As I made my answer I was stabbed by the memory of the words that Gregory Goodloe had said to me on that day in the garden: "Separated from you, you going one way and I another, I can do nothing. You short-circuit my force—I am helpless without you." And he had been inviting me into the work for which he had been ordained into the holy Church of Christ. I felt myself groping blindly into the futility of my own life, and I was sick at heart.

"And if that is so, I would be still more frightened," Jessie said, gazing at me with dismayed and honest affection.

"Don't let's talk about it," I answered her and took up my sewing. At that moment and from that moment I cast myself into the whole whirl of activities in Goodloets and gave myself no more time or strength for self-communion. I was fleeing, and from what I dared not know.

And it was a busy month that stretched from August through September. Nickols said it would be his last fling at the old town and he proposed to leave his mark on its mossy sides. And he did.

In the first place money was pouring into little old Goodloets from three huge sources. The little one-horse tannery down by the river beyond the Settlement doubled, tripled and then quadrupled its capacity and next to it the little old saddle and harness factory in which Mr. Cockrell and old Mr. Sproul had been making saddles and harness since the days of the Confederacy, did the same and sent out consignment after consignment of saddles and bridles which were paid for in huge checks of Russian origin which almost paralyzed the Goodloets Bank and Trust Company and which worked pale Clive Harvey into the night until he managed to get young Henry Thornton in to assist him. His salary was raised three times until it was large enough to harbor Bessie and any number of small editions of them both, only she preferred to drink and dance and joy-ride with Hugh Payne, who could not have supported such a flowering by his own effort to have saved his own life and soul.

And then to burden poor Clive still further, Hampton Dibrell and Mr. Thornton hastily built huge pens over by the railroad and in these assembled hundreds and thousands of mules to be shipped through to France, which brought in return a steady stream of French francs to be translated into American dollars. Still further, Billy and Mark and Cliff, with Nickols' assistance, and the telegraph system, speculated in War Brides down on Wall Street until their individual bank accounts began to mount to giddy sums. Father and Mr. Sproul and more of the other men did likewise and Buford Cunningham got some spectacular returns from copper in Canada that Billy said would make Mrs. Buford Cunningham try to buy the Country Club outright for a summer home. And while there was prosperity in the Town the Settlement also had its share. Wages rose higher and higher and many of the women went to work at the machines in the saddle factory, leaving the care of the children to the old dames, which resulted in an added pandemonium in the Settlement streets.

"I don't know what is the matter.
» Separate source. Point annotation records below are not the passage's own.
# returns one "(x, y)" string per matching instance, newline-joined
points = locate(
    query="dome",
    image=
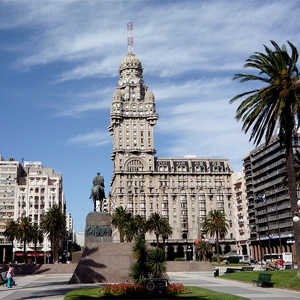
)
(149, 97)
(131, 61)
(117, 96)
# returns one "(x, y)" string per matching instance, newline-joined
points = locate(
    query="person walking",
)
(10, 275)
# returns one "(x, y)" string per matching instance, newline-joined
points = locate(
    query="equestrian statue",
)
(97, 192)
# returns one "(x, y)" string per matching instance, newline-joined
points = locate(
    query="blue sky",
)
(59, 65)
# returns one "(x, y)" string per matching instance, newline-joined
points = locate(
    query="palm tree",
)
(37, 236)
(297, 167)
(130, 227)
(157, 262)
(203, 248)
(139, 270)
(24, 230)
(155, 224)
(141, 225)
(216, 225)
(119, 220)
(11, 231)
(53, 223)
(274, 105)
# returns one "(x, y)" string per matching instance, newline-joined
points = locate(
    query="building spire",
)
(130, 38)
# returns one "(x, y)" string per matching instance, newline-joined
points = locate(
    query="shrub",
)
(233, 259)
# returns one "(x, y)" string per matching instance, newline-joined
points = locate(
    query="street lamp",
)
(67, 254)
(291, 241)
(296, 218)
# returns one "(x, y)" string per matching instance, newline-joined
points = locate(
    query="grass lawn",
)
(195, 293)
(284, 278)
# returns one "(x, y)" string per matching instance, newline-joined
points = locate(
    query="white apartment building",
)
(10, 171)
(241, 220)
(38, 189)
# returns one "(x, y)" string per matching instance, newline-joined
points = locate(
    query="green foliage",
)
(216, 224)
(203, 248)
(149, 263)
(54, 224)
(274, 106)
(283, 278)
(192, 293)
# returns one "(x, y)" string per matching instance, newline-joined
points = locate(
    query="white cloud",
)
(97, 138)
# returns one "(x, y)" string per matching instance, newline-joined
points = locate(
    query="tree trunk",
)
(293, 198)
(35, 252)
(157, 240)
(25, 254)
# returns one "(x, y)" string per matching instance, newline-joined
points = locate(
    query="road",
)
(54, 286)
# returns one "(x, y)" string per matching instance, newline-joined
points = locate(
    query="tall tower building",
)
(183, 190)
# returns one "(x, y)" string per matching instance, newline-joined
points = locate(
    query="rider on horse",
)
(97, 192)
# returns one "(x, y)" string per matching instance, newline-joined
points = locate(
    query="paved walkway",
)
(54, 286)
(247, 290)
(44, 287)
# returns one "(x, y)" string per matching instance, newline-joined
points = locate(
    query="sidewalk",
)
(247, 290)
(54, 286)
(42, 287)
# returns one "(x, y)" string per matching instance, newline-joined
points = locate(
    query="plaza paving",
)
(54, 286)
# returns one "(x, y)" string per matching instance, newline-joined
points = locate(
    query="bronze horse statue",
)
(97, 192)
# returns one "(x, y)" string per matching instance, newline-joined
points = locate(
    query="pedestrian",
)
(10, 275)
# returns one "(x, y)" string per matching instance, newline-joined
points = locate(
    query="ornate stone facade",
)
(183, 190)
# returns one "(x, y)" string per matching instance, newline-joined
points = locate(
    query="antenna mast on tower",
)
(130, 38)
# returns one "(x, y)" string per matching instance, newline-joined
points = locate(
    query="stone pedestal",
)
(98, 228)
(102, 260)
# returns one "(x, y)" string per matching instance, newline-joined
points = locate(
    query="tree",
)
(274, 105)
(156, 223)
(37, 236)
(53, 223)
(24, 231)
(141, 225)
(119, 219)
(11, 231)
(297, 167)
(203, 248)
(215, 224)
(166, 231)
(139, 270)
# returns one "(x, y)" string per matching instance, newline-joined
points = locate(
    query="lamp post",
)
(279, 233)
(67, 254)
(291, 241)
(257, 227)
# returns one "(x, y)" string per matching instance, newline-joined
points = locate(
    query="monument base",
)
(102, 260)
(98, 228)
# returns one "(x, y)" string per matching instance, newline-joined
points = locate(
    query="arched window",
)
(135, 165)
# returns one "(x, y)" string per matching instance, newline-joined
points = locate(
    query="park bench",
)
(247, 268)
(232, 270)
(264, 279)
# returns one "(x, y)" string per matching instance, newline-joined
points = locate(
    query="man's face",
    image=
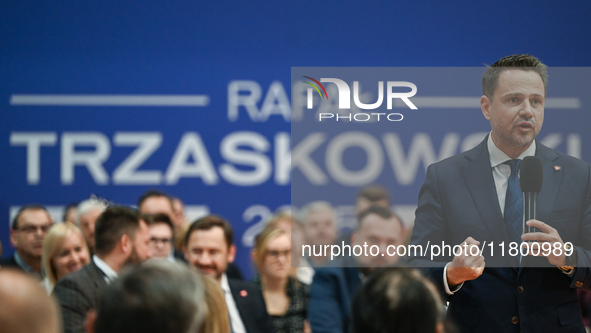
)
(87, 222)
(32, 227)
(363, 203)
(157, 205)
(277, 262)
(141, 245)
(380, 232)
(160, 240)
(516, 112)
(208, 251)
(319, 227)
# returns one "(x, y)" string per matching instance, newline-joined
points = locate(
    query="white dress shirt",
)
(235, 320)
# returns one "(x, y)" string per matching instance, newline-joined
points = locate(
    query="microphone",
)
(531, 179)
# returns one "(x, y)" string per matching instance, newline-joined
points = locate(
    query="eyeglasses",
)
(277, 254)
(31, 229)
(164, 241)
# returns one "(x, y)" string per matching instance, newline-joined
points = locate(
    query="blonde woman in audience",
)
(64, 252)
(301, 268)
(286, 298)
(217, 319)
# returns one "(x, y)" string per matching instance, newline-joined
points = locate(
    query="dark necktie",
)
(514, 204)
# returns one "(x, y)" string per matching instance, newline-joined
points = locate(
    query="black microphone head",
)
(531, 174)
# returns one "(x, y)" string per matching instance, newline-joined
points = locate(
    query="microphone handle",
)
(530, 208)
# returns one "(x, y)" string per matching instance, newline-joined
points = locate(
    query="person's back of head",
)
(25, 305)
(113, 223)
(157, 296)
(397, 300)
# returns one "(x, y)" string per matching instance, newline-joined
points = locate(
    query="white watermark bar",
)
(474, 103)
(111, 100)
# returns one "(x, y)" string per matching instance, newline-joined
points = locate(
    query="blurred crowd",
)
(110, 268)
Goodloets is money mad," wailed Mother Spurlock, as she sank with weariness into the rocker on my porch one hot August afternoon. "The girls and the women are all at work and two babies have died this week from pure lack of mother's care, I might say mother's milk. Ed Jones' wife weaned her six-months'-old baby so she could go in the factory, and left it on condensed milk with old Mrs. Jones, who fed it incessantly and not at all cleanly. Now it is not expected to live. And they dance at the Last Chance until one o'clock almost every night. Is the world mad?"

"No, just prosperous, Mother Elsie," I answered her as I gave her a large fan and Dabney brought her a tall glass of very cold tea. "Little old Goodloets is having the same boom that the rest of America is getting from feeding and furnishing the rest of the warring world."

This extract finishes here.